Day 4 Wrap Up from the NEON Data Institute 2017
/Day 4 http://neondataskills.org/data-institute-17/day4/
This is it! Final day of LUV-DATA. Today we focused on hyperspectral data and vegetation. Paul Gader from the University of Florida kicked off the day with a survey of some of his projects in hyperspectral data, explorations in NEON data, and big data algorithmic challenges. Katie Jones talked about the terrestrial observational plot protocol at the NEON sites. Sites are either tower (in tower air-shed) or distributed (throughout site). She focused on the vegetation sampling protocols (individual, diversity, phenology, biomass, productivity, biogeochemistry). Data to be released in the fall. Samantha Weintraub talked to us about foliar chemistry data (e.g. C, N, lignin, chlorophyll, trace elements) and linking with remote sensing. Since we are still learning about fundamental controls on canopy traits within and between ecosystems, and we have a poor understanding of their response to global change, this kind of NEON work is very important. All these foliar chemistry data will be released in the fall. She also mentioned the extensive soil biogeochemical and microbial measurements in soil plots (30cm depth) again in tower and distributed plots (during peak greenness and 2 seasonal transitions).
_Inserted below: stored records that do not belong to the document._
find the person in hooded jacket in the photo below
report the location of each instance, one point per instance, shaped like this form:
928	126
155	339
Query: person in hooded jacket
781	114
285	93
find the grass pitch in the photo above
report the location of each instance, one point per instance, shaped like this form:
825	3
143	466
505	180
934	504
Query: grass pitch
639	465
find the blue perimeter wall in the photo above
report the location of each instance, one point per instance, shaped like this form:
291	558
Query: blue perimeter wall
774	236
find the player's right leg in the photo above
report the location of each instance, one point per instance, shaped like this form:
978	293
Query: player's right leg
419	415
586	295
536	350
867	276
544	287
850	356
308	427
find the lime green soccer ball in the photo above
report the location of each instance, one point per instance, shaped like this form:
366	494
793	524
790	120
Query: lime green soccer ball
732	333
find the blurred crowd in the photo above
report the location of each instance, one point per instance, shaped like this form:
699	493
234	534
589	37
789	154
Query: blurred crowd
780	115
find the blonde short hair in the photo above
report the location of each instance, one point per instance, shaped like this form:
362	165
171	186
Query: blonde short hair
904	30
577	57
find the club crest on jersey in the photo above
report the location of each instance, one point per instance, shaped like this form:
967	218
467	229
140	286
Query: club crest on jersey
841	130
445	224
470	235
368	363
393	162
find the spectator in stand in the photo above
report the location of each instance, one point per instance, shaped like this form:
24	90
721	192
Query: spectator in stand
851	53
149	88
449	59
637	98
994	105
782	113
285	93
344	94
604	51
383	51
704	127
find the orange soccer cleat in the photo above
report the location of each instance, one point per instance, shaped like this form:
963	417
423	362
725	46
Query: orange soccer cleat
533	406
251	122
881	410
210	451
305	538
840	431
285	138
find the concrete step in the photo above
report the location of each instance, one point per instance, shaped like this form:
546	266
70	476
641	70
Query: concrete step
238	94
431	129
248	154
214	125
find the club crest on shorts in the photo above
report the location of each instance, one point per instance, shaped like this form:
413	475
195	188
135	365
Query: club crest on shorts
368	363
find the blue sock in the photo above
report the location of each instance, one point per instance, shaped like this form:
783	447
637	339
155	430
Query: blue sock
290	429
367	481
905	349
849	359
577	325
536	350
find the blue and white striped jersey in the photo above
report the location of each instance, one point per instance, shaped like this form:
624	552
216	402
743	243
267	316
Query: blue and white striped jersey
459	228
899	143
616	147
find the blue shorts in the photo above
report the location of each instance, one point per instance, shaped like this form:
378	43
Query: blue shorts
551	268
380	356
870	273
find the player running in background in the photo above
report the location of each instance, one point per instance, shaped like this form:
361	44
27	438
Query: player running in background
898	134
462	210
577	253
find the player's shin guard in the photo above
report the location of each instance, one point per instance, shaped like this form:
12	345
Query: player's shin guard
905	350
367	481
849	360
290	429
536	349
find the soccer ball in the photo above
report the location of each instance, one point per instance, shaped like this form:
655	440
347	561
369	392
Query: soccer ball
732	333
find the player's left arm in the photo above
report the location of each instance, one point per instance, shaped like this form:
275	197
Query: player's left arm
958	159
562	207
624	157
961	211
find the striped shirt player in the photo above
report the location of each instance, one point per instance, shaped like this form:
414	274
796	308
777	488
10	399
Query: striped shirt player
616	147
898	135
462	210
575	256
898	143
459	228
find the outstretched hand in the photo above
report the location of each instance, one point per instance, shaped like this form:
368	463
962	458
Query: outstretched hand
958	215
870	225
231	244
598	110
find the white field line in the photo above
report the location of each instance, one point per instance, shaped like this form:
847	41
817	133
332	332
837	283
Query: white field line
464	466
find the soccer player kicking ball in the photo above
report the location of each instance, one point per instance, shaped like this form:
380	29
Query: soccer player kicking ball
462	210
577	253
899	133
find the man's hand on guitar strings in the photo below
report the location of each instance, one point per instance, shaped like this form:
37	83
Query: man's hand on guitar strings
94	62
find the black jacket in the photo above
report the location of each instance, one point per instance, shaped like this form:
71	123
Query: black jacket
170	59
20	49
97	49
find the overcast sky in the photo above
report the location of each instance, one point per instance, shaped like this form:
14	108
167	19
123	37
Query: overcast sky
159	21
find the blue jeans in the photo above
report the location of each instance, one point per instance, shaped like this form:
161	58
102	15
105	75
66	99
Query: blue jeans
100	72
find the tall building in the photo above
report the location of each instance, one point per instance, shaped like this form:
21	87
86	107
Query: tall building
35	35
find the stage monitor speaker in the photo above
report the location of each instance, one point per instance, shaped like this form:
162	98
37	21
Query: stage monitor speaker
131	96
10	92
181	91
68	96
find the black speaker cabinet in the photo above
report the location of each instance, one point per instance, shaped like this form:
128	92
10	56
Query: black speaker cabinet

The coding work focused on classifying spectra (Classification of Hyperspectral Data with Ordinary Least Squares in Python), (Classification of Hyperspectral Data with Principal Components Analysis in Python) and (Using SciKit for Support Vector Machine (SVM) Classification with Python), using our new best friend Jupyter Notebooks. We spent most of the time talking about statistical learning, machine learning and the hazards of using these without understanding of the target system.
Fun additional take-home messages/resources:
- NEON data seems like a tremendous resource for research and teaching. Increasing amounts of data are going to be added to their data portal. Stay tuned: http://data.neonscience.org/home
- NRC has collaborated with NEON to do some spatially extensive soil characterization across the sites. These data will also be available as a NEON product.
- Fore more on when data rolls out, sign up for the NEON eNews here: http://www.neonscience.org/
Thanks to everyone today! Megan Jones (ran a flawless workshop), Paul Gader (remote sensing use cases/classification), Katie Jones (NEON terrestrial vegetation sampling), Samantha Weintraub (foliar chemistry data).
And thanks to NEON for putting on this excellent workshop. I learned a ton, met great people, got re-energized about reproducible workflows (have some ideas about incorporating these concepts into everyday work), and got to spend some nostalgic time walking around my former haunts in Boulder.